OpenAI is on a campaign to win over the news industry.
The ChatGPT maker announced this week it had struck partnerships with two major European media organizations: France’s Le Monde and Spain’s Prisa Media.
That means in the coming months users can engage with content from these outlets through summaries of news articles and “enhanced links” to original articles on ChatGPT, according to OpenAI. OpenAI will also be able to use their content to train their models.
OpenAI’s chief operating officer, Brad Lightcap, said the partnerships will “enable ChatGPT users around the world to connect with the news in new ways that are interactive and insightful.”
The partnerships are the latest in a series of agreements OpenAI has struck with news outlets. In December, OpenAI and Axel Springer announced a multi-year content licensing deal that will allow ChatGPT to summarize and answer user queries with select content from Axel Springer publications like Politico, Business Insider, and European properties like BILD and WELT. OpenAI has also been in talks with CNN, Fox Corp. and Time about similar deals, Bloomberg reported.
The question of how AI will impact the news industry — beset by layoffs and shrinking digital advertising revenue — has loomed large since the launch of ChatGPT in November 2022. Some media executives have expressed concern that AI chatbots undermine journalists’ work and threaten the industry’s future.
Roger Lynch, the CEO of Condé Nast, which owns publications like the New Yorker, Wired, and GQ, said that generative AI tools have been built with “stolen goods” during a congressional hearing in January.
“The amount of time it would take to litigate, appeal, go back to the courts appeal, maybe ultimately make it to the Supreme Court to settle between now and then there’ll be many, many media companies that would go out of business,” he said. Even before the hearing, though, Condé Nast may have discussed licensing its content to Apple as it develops its AI systems, according to The New York Times.
The Times, meanwhile, sued OpenAI and its partner Microsoft in December, alleging that the companies unlawfully used the Times’ content to create competing products.
This is a “threat” to Google
Publishers who’ve signed agreements with OpenAI say they hope the partnerships will bring new life to their business.
“These discussions with AI players, punctuated by this first signature, are born of our belief that, faced with the scale of the transformations that lie ahead, we need, more than ever, to remain mobile to avoid the perils that are taking shape and seize the opportunities for development,” Le Monde said in a post about the partnership.
“The dangers have already been widely identified: the plundering or counterfeiting of our content, the industrial and immediate fabrication of false information that flouts all journalistic rules, the re-routing of our audiences towards platforms likely to provide undocumented answers to every question.
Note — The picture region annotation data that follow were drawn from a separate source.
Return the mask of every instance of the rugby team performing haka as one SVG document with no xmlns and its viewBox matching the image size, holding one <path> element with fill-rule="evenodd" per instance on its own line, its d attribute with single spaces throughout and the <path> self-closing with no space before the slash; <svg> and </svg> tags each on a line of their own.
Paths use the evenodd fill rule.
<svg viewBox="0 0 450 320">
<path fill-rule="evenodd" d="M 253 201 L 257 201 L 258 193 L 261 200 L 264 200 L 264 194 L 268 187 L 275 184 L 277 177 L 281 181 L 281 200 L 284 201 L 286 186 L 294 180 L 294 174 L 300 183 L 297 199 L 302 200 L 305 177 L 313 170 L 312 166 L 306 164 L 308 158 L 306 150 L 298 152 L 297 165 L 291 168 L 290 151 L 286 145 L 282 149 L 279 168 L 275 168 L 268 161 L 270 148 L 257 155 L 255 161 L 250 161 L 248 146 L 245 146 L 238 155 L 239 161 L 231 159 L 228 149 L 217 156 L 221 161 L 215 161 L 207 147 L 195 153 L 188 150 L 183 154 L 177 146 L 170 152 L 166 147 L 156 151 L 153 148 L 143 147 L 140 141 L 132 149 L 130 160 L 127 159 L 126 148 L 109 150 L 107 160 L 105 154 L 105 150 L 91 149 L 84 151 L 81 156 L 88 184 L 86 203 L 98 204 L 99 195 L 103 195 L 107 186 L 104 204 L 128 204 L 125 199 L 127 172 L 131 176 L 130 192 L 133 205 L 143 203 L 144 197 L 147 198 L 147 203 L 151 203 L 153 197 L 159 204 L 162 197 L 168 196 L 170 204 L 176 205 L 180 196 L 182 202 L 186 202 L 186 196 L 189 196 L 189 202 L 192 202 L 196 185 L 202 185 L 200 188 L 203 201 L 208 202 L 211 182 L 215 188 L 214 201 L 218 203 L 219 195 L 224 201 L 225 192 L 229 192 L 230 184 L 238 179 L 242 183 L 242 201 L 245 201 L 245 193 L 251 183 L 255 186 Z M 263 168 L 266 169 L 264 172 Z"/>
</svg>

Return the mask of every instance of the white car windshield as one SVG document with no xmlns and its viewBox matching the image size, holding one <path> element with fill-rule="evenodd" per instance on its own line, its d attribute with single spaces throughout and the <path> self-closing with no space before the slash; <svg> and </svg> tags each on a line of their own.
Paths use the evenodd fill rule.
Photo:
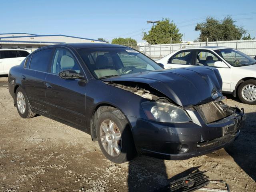
<svg viewBox="0 0 256 192">
<path fill-rule="evenodd" d="M 256 60 L 246 54 L 234 49 L 216 50 L 220 56 L 234 67 L 241 67 L 256 64 Z"/>
<path fill-rule="evenodd" d="M 128 48 L 85 48 L 78 51 L 98 79 L 163 69 L 150 58 Z"/>
</svg>

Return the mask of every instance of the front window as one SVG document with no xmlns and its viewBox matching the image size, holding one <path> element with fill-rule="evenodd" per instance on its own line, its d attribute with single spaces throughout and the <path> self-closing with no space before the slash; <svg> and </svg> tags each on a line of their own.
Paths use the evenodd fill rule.
<svg viewBox="0 0 256 192">
<path fill-rule="evenodd" d="M 89 70 L 99 79 L 162 69 L 154 61 L 128 48 L 85 48 L 78 52 Z"/>
<path fill-rule="evenodd" d="M 196 54 L 196 65 L 214 67 L 216 61 L 221 61 L 210 52 L 203 50 L 198 51 Z"/>
<path fill-rule="evenodd" d="M 215 52 L 234 67 L 256 64 L 256 60 L 235 49 L 220 49 L 215 50 Z"/>
</svg>

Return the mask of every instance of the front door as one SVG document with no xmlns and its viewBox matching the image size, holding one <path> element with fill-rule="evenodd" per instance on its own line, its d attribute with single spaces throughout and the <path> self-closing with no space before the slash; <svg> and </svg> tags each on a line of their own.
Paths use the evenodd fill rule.
<svg viewBox="0 0 256 192">
<path fill-rule="evenodd" d="M 46 112 L 45 81 L 52 48 L 36 52 L 28 58 L 22 73 L 22 84 L 31 106 Z"/>
<path fill-rule="evenodd" d="M 85 125 L 85 89 L 86 83 L 78 79 L 64 79 L 62 71 L 72 69 L 83 74 L 82 68 L 69 50 L 54 51 L 50 72 L 45 80 L 46 104 L 53 116 L 76 125 Z"/>
</svg>

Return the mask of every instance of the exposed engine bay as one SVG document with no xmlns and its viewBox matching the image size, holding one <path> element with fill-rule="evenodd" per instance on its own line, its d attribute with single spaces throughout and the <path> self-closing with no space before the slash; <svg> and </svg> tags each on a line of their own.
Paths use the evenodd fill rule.
<svg viewBox="0 0 256 192">
<path fill-rule="evenodd" d="M 173 104 L 172 101 L 162 93 L 144 84 L 128 82 L 122 82 L 122 84 L 112 82 L 106 82 L 106 83 L 129 91 L 149 100 Z M 236 112 L 236 108 L 230 107 L 222 101 L 224 98 L 220 97 L 215 101 L 206 104 L 182 108 L 196 110 L 206 123 L 211 123 Z"/>
<path fill-rule="evenodd" d="M 148 90 L 148 89 L 149 89 L 148 88 L 148 88 L 148 89 L 146 88 L 142 88 L 142 87 L 144 86 L 146 87 L 146 86 L 138 86 L 135 84 L 128 85 L 126 84 L 127 84 L 126 83 L 121 84 L 115 83 L 111 83 L 111 82 L 108 82 L 108 84 L 120 89 L 124 89 L 149 100 L 156 101 L 162 97 L 159 96 L 160 93 L 153 92 L 152 91 L 150 91 Z M 157 91 L 156 91 L 156 92 Z"/>
</svg>

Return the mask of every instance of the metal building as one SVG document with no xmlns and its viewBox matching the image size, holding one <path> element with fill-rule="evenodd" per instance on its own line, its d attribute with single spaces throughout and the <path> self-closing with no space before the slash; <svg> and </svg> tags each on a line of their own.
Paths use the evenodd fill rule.
<svg viewBox="0 0 256 192">
<path fill-rule="evenodd" d="M 49 45 L 68 43 L 103 43 L 95 39 L 64 35 L 25 33 L 0 34 L 0 47 L 18 46 L 32 51 Z"/>
</svg>

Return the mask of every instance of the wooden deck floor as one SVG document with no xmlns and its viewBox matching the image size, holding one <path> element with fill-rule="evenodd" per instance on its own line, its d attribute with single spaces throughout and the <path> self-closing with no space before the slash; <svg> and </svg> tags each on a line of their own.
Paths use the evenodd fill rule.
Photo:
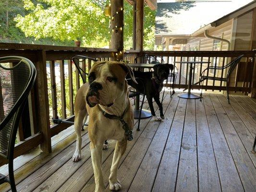
<svg viewBox="0 0 256 192">
<path fill-rule="evenodd" d="M 256 192 L 256 154 L 250 152 L 256 134 L 256 100 L 234 96 L 229 105 L 222 95 L 205 94 L 201 102 L 169 94 L 163 102 L 164 120 L 142 120 L 141 131 L 134 131 L 128 142 L 118 171 L 121 191 Z M 72 127 L 68 130 L 65 136 L 59 134 L 63 138 L 53 144 L 52 153 L 35 150 L 15 160 L 18 192 L 94 191 L 87 132 L 82 160 L 74 163 L 75 135 Z M 103 151 L 106 192 L 114 145 L 110 141 Z M 24 158 L 30 160 L 25 163 Z M 6 166 L 0 172 L 8 172 Z M 7 184 L 0 186 L 1 192 L 8 190 Z"/>
</svg>

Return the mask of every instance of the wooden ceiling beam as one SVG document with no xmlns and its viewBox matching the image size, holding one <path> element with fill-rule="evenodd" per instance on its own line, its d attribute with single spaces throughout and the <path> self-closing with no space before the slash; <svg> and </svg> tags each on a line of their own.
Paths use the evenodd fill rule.
<svg viewBox="0 0 256 192">
<path fill-rule="evenodd" d="M 131 5 L 134 4 L 134 0 L 126 0 Z M 157 8 L 157 0 L 145 0 L 146 4 L 148 6 L 151 10 L 156 10 Z"/>
</svg>

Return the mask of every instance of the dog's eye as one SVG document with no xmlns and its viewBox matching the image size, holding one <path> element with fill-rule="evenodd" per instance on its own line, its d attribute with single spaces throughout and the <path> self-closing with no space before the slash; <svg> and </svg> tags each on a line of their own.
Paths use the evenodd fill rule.
<svg viewBox="0 0 256 192">
<path fill-rule="evenodd" d="M 113 81 L 113 78 L 110 77 L 107 77 L 107 79 L 108 81 L 109 81 L 110 82 L 111 82 L 112 81 Z"/>
<path fill-rule="evenodd" d="M 90 76 L 88 78 L 89 81 L 93 81 L 93 77 L 92 76 Z"/>
</svg>

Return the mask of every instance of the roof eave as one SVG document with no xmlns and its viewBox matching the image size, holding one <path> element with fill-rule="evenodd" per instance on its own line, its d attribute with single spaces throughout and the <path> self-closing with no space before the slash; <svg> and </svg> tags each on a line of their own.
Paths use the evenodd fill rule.
<svg viewBox="0 0 256 192">
<path fill-rule="evenodd" d="M 239 15 L 246 12 L 256 7 L 256 1 L 254 0 L 249 3 L 241 7 L 240 8 L 231 12 L 227 15 L 223 16 L 222 17 L 211 23 L 210 24 L 212 27 L 218 27 L 221 24 L 227 22 L 227 21 L 236 18 Z"/>
</svg>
Simply put, the end of our uniqueness and the disappearance of an economic model based on revenues from paid distribution.”
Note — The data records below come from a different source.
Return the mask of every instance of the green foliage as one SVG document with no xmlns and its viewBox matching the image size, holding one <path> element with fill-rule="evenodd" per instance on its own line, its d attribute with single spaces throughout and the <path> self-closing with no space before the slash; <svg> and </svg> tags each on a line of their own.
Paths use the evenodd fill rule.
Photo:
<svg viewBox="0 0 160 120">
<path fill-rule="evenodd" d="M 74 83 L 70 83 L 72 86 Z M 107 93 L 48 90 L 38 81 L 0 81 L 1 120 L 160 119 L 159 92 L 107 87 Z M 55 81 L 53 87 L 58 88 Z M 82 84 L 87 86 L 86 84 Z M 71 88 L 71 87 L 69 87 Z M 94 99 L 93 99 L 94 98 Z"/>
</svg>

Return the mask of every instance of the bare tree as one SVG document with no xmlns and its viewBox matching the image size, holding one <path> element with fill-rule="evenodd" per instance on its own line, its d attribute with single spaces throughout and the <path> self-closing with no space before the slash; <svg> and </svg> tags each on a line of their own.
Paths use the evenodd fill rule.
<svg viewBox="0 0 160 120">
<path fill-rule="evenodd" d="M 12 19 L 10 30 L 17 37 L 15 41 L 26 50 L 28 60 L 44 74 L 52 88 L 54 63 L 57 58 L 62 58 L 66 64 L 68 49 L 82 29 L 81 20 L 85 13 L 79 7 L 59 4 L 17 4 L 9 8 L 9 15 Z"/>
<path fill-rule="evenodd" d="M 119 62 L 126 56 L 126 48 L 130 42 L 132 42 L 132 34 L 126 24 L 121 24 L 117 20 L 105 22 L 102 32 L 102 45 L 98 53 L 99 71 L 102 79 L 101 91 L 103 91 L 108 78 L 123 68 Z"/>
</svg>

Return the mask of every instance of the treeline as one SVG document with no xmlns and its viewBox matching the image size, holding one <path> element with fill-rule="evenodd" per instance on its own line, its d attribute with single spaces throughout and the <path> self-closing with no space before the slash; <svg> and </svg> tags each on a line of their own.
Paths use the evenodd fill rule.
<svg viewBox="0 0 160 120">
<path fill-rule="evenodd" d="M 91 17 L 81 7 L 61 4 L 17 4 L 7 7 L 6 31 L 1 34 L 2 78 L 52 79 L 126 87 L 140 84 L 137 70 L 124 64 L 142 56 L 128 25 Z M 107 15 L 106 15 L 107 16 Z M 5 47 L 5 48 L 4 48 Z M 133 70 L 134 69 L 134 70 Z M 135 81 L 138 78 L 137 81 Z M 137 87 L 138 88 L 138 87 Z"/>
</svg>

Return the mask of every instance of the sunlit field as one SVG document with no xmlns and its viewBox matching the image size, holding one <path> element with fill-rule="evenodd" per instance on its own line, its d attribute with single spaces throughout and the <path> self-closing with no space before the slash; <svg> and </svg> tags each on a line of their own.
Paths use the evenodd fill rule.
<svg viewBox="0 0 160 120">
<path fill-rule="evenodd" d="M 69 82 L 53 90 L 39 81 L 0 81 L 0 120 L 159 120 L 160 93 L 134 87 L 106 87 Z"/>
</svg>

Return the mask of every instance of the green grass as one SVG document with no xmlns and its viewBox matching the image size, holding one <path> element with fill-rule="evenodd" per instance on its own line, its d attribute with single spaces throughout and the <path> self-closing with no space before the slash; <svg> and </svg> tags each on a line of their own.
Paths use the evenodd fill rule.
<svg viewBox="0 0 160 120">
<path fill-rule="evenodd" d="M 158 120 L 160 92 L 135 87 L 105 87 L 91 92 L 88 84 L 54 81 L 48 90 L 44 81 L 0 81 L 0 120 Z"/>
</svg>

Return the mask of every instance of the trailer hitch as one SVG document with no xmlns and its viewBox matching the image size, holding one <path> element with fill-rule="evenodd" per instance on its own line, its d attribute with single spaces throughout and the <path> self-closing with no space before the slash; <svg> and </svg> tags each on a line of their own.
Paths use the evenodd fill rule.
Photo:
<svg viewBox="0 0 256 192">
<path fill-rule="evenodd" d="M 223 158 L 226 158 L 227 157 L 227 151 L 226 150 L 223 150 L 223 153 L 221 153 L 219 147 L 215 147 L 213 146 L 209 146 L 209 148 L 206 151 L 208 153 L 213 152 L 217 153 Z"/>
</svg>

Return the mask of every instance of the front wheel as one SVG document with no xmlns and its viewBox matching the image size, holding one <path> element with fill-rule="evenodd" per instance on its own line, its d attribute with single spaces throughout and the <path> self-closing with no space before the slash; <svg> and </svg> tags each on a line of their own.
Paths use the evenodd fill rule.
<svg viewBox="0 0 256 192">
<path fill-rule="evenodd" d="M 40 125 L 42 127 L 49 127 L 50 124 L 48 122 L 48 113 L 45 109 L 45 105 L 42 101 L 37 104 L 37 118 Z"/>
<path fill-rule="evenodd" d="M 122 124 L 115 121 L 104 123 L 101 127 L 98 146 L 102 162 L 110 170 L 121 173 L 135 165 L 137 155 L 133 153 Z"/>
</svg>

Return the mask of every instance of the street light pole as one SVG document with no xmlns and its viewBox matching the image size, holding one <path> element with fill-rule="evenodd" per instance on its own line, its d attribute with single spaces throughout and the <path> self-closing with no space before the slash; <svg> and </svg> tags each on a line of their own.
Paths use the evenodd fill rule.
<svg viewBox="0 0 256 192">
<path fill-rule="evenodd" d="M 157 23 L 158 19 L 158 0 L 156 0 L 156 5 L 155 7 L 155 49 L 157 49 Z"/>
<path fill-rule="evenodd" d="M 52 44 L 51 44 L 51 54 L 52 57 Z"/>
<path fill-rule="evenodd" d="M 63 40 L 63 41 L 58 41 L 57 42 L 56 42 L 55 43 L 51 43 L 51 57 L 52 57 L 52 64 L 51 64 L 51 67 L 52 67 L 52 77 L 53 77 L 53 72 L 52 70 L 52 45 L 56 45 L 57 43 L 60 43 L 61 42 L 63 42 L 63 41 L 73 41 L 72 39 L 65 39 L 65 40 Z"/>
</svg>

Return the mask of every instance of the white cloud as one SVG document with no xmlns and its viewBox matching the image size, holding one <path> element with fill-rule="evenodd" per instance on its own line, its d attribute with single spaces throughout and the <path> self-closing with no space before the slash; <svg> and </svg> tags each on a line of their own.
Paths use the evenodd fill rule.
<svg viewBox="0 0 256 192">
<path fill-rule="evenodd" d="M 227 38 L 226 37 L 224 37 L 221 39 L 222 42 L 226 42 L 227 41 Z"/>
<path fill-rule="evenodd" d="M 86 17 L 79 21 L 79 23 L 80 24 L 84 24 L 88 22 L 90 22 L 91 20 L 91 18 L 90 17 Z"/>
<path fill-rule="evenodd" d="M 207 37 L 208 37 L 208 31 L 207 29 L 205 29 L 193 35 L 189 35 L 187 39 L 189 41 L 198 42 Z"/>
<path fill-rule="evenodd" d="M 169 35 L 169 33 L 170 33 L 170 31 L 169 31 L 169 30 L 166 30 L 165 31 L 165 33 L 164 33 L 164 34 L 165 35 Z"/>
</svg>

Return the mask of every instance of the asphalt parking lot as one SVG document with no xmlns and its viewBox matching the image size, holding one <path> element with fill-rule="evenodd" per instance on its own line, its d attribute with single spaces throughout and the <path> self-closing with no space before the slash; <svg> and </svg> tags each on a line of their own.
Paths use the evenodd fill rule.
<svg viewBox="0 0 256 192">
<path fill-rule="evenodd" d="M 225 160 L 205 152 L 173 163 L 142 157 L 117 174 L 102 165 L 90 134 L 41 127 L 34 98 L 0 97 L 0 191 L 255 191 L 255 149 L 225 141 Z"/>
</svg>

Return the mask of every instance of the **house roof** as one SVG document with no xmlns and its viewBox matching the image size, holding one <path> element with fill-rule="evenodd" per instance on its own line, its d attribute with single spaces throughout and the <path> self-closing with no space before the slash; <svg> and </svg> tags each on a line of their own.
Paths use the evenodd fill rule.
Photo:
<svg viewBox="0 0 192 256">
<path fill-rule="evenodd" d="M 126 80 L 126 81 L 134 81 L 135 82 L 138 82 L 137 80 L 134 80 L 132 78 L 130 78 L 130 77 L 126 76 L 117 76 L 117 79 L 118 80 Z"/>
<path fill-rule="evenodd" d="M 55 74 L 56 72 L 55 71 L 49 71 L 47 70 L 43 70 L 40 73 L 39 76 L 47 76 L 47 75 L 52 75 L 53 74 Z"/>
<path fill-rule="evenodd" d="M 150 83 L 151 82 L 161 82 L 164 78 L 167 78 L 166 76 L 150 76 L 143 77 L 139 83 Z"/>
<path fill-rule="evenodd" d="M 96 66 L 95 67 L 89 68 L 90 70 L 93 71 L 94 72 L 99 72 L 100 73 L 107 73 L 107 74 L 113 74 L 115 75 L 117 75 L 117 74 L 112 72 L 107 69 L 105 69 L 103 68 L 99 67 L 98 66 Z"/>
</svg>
These dangers global news organizations have been facing for years. The rise of Google Search has siphoned ad dollars away from news organizations by distributing portions of its content in its search engines.
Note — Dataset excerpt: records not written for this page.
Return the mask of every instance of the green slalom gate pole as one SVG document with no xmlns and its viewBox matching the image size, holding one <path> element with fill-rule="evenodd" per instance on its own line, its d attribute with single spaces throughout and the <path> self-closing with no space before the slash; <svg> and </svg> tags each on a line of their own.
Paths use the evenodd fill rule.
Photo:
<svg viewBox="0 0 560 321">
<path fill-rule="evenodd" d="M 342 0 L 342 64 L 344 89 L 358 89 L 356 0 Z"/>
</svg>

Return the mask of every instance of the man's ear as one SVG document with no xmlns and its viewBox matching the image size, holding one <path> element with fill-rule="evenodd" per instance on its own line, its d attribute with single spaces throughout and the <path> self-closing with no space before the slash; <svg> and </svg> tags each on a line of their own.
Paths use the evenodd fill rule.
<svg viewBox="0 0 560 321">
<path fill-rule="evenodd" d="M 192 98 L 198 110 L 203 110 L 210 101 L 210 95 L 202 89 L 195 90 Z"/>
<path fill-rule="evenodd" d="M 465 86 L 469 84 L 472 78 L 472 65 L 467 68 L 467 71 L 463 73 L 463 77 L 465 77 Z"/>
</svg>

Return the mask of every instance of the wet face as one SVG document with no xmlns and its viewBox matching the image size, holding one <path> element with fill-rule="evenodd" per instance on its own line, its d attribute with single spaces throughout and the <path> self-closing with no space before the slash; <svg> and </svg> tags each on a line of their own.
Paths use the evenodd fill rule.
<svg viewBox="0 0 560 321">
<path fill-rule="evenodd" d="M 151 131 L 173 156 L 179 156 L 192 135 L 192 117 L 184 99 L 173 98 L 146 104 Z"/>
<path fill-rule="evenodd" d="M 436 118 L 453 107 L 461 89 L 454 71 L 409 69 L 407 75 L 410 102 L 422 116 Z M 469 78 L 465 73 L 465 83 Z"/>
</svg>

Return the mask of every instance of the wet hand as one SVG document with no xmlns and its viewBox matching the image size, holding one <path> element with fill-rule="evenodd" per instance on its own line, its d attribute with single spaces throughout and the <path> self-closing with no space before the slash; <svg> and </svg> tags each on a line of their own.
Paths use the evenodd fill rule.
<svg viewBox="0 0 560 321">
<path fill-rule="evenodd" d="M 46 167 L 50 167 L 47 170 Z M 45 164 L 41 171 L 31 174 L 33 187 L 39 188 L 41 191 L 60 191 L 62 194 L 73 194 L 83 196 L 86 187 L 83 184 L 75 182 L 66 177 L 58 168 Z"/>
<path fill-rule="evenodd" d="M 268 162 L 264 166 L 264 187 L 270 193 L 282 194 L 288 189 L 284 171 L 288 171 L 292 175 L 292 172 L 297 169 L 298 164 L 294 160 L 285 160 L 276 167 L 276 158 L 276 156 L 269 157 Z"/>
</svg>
As a result, media outlets have unwillingly relied on search engines like Google and social media platforms like Facebook to distribute their content.
Media experts now think that ChatGPT could be a better alternative, threatening Google while offering a financial incentive to news organizations to collaborate with it.
“You couldn’t search Facebook for news really. They just show you ads and articles that people shared,” said Tauhid Zaman, a professor at Yale School of Management who studies the influence of AI on social media and social networks.
ChatGPT serves content in a “nice cleaned up format,” he said, adding that the format is something even search engines like Google can’t match because they cannot “access the content, they don’t have the subscription to take the article and summarize it.”
By wooing users with a better interface, OpenAI could threaten Google’s dominance over online search, Zaman said. Meanwhile, for news organizations, partnering with OpenAI might be the only path to survival.
“Publishers have good reason to be skeptical about signing these agreements, but I don’t think they have a choice,” Hugh Martin, an emeritus professor of the Scripps School of Journalism at Ohio University, told Business Insider by email.
He added that the industry’s ongoing efforts to fight OpenAI are an uphill battle that may be futile in the long run. “All this is defensive, OpenAI has the upper hand, and I think the changes it will bring are just beginning.”
OpenAI did not immediately respond to a request for comment from Business Insider.